Least privilege becomes dynamic policy, not a provisioning artifact. Agents that retrieve data from SharePoint, OneDrive, APIs, and SaaS systems can combine those permissions in ways that outstrip the original design intent. The governance gap is not simply over-privilege, but over-composition, where individually valid permissions become unsafe when chained together by an autonomous runtime. Security leaders should evaluate how much privilege is still safe once actions are sequenced by the agent itself.
Secret exposure at the agent layer exposes a blind spot in conventional NHI controls. Traditional NHI tooling can manage credentials, but it does not by itself understand whether an agent should be allowed to surface, reuse, or pass those secrets at runtime. That leaves a policy gap between identity issuance and action-level use. Practitioners should align NHI governance with agent-aware enforcement so secrets are governed in the same moment they are consumed.
From our research:
- 1 in 4 organisations are already investing in dedicated NHI security capabilities, with an additional 60% planning to do so within the next twelve months, according to The State of Non-Human Identity Security.

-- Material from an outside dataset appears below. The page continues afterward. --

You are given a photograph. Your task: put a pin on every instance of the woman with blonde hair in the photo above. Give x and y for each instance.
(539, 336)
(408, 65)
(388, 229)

- Only 1.5 out of 10 organisations are highly confident in their ability to secure NHIs, compared to nearly 1 in 4 for securing human identities, according to The State of Non-Human Identity Security.
- For a broader view of how machine identity gaps show up in real incidents, see 52 NHI Breaches Analysis, which maps recurring failure patterns across exposed credentials and standing access.
What this signals
Prompt injection has become the practical bridge between agentic AI and NHI governance. Once agents can invoke tools and carry secrets, the familiar machine-identity problem becomes behavioural rather than static, because the same credential can be used safely in one context and dangerously in the next. Teams that already track NHI sprawl should now ask which agent actions are created, combined, and consumed at runtime under OWASP Agentic AI Top 10 style risk categories.
The governance signal is clear: runtime visibility, not just issuance control, is becoming the differentiator between pilot-stage agent deployments and production-grade use. That shift also changes how you read policy effectiveness, because the question is no longer whether access exists, but whether the system can still validate the action before it reaches enterprise data or connected tools.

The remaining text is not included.